There are a number of methodological limitations in this study. First, the thoracic bioimpedance method employed to measure SV has been validated (Legendre et al. 2017), and similar devices (Mathewson et al. 2015a) have been used in studies with subject populations similar to ours. However, we acknowledge that a direct measurement of Q and SV would be preferred. Second, the thoracic bioimpedance analysis had fewer subjects than the rest of the analysis, and may have impacted the significance of our findings. Finally, our study was not designed to gain mechanistic insight into the SV impairment during exercise.

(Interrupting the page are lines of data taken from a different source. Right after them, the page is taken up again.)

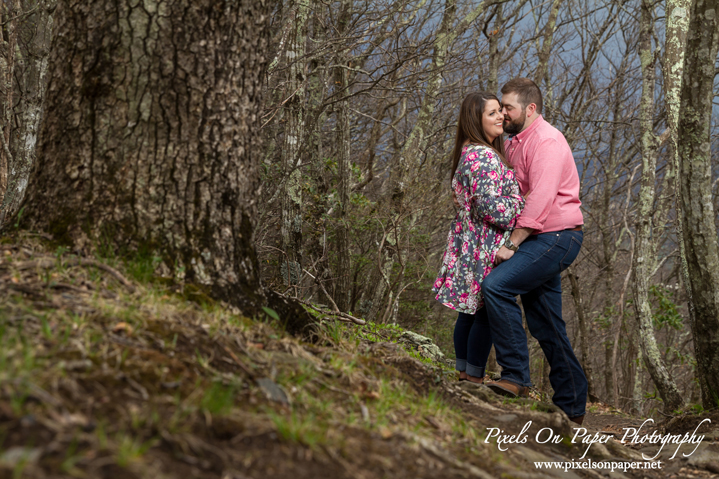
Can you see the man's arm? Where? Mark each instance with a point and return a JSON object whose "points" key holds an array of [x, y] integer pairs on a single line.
{"points": [[517, 237]]}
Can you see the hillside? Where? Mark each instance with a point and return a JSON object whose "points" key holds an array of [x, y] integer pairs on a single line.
{"points": [[107, 371]]}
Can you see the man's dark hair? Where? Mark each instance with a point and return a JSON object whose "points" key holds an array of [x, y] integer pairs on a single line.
{"points": [[527, 92]]}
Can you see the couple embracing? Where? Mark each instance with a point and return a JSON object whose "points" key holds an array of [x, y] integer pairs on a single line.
{"points": [[518, 226]]}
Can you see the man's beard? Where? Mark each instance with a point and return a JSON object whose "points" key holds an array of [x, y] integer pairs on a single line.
{"points": [[515, 126]]}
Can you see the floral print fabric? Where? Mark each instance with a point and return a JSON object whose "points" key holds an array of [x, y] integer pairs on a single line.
{"points": [[490, 203]]}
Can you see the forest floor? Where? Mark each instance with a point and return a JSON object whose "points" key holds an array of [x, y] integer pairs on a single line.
{"points": [[107, 371]]}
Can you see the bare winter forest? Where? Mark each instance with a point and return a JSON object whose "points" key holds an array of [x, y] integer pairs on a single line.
{"points": [[359, 118], [342, 128]]}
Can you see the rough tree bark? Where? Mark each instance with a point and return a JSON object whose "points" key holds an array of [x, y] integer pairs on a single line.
{"points": [[644, 256], [294, 122], [30, 83], [342, 284], [697, 210], [9, 12], [149, 138]]}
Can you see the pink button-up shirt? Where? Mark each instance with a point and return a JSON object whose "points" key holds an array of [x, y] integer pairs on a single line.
{"points": [[544, 166]]}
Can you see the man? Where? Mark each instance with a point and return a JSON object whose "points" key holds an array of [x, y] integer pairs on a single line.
{"points": [[546, 241]]}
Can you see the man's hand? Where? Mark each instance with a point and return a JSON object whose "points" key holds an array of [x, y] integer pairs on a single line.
{"points": [[503, 254]]}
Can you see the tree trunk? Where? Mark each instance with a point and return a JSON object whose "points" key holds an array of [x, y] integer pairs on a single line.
{"points": [[149, 140], [30, 84], [583, 332], [644, 257], [342, 283], [294, 122], [697, 210], [9, 10], [547, 36]]}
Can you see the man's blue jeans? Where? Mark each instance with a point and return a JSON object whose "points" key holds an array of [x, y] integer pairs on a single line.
{"points": [[534, 274], [472, 342]]}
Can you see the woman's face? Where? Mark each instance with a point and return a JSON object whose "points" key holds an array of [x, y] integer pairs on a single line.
{"points": [[492, 120]]}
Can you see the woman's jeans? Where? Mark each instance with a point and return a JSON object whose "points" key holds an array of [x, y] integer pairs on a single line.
{"points": [[472, 342], [534, 274]]}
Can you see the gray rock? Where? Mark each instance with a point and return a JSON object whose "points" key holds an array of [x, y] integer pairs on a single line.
{"points": [[423, 345], [272, 391]]}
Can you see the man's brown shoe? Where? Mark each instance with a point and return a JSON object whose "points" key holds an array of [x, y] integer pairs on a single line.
{"points": [[508, 388]]}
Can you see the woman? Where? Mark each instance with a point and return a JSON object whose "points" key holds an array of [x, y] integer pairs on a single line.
{"points": [[489, 204]]}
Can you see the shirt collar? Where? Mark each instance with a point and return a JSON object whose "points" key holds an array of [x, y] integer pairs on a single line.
{"points": [[522, 135]]}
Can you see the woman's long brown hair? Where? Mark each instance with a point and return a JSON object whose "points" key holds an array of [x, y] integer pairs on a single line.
{"points": [[469, 127]]}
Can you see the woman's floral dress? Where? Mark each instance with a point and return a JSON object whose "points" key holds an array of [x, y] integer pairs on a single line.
{"points": [[490, 203]]}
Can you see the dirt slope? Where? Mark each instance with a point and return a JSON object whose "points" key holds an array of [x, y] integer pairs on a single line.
{"points": [[106, 372]]}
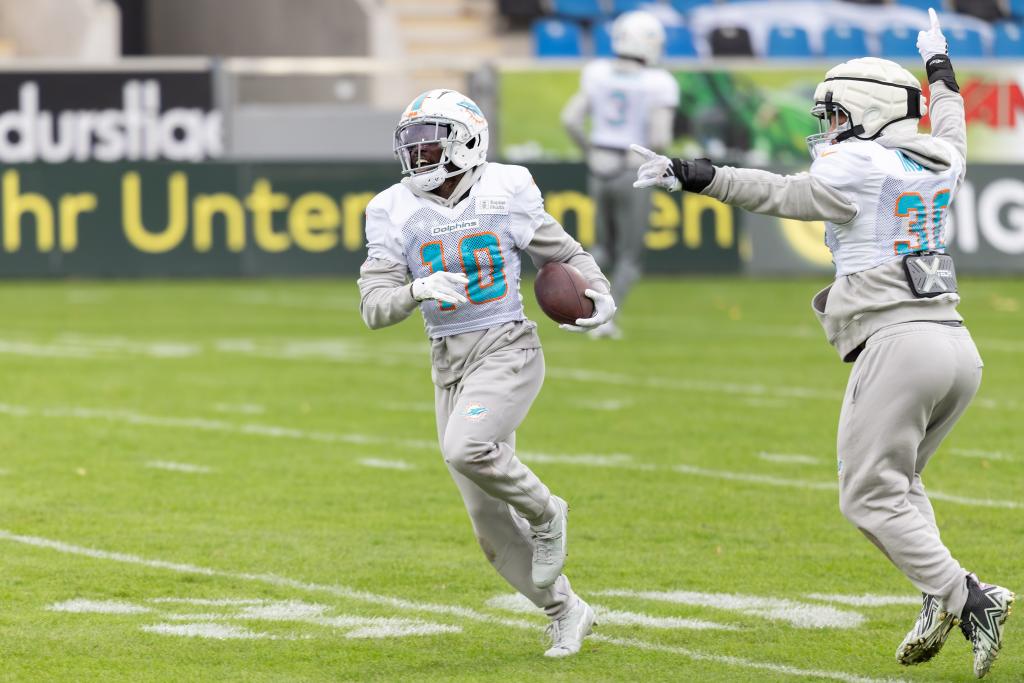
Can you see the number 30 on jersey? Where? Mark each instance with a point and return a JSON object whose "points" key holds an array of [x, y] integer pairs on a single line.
{"points": [[481, 260]]}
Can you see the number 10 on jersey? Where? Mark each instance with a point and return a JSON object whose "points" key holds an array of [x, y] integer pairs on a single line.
{"points": [[481, 260]]}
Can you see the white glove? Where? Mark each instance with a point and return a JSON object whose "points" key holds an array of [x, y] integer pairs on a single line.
{"points": [[655, 171], [604, 310], [440, 286], [932, 42]]}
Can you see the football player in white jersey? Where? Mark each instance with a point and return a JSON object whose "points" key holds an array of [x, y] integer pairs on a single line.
{"points": [[884, 191], [457, 226], [627, 99]]}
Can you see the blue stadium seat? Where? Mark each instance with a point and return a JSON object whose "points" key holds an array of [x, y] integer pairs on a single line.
{"points": [[580, 9], [602, 39], [922, 4], [787, 42], [620, 6], [964, 43], [899, 42], [555, 38], [1009, 40], [845, 41], [684, 6], [679, 42]]}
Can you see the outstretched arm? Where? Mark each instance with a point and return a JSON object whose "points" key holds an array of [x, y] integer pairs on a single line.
{"points": [[946, 108], [802, 196]]}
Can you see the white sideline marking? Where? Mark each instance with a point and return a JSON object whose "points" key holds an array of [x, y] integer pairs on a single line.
{"points": [[243, 409], [788, 459], [205, 630], [696, 655], [800, 614], [177, 467], [399, 603], [987, 455], [83, 606], [866, 600], [387, 464], [516, 602]]}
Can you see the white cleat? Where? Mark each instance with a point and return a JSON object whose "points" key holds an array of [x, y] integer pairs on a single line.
{"points": [[928, 635], [568, 631], [549, 546]]}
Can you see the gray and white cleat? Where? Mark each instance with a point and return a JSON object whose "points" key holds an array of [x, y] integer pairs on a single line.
{"points": [[568, 631], [928, 635]]}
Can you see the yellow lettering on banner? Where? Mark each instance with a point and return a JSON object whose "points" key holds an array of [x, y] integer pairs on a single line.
{"points": [[177, 209], [693, 207], [354, 207], [205, 207], [664, 232], [313, 221], [16, 205], [72, 206], [558, 204], [262, 201]]}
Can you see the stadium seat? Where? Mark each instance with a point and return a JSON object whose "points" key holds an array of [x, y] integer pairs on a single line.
{"points": [[602, 39], [899, 42], [555, 38], [730, 42], [787, 42], [580, 9], [964, 43], [620, 6], [922, 4], [679, 42], [684, 6], [1009, 40], [845, 41]]}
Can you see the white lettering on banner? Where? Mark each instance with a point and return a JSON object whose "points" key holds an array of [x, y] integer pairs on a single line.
{"points": [[138, 131], [457, 226]]}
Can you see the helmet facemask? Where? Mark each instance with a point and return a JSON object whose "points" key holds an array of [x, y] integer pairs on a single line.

The primary finding in this study is that despite no differences in HR during incremental to maximal exercise, Qi and SVi were lower in adolescents born preterm. These findings suggest the cause of decreased exercise capacity in individuals born preterm is a SV reserve limitation.
Funding
Project supported by funding from the National Institutes of Health: 1R01 HL086897 (M.W.E.), and UW CVRC T32-HL 07936 (KH). The authors have no financial relations relevant to this article to disclose.
Abbreviations
- PAQ-C
Physical activity questionnaire
- DLCO
Diffusion capacity of the lung for carbon monoxide
- HRmax
Maximal heart rate
- VO2max
Maximal aerobic capacity
- P max
Maximal power
- T max
Time to exhaustion
- VE
Minute ventilation
- VO2
Oxygen consumption
- VCO2
Carbon dioxide production
- VT
Ventilatory threshold
- Q
Cardiac output
- SV
Stroke volume
- SVi
Stroke volume indexed to body surface area
- BSA
Body surface area
- BMI
Body mass index
- FVC
Forced vital capacity
- FEV1
Forced expiratory volume in 1 s
- FEF25–75
Forced expiratory flow at 25–75% of the pulmonary volume
Footnotes
Conflict of interest The authors have no conflicts of interest relevant to this article to disclose.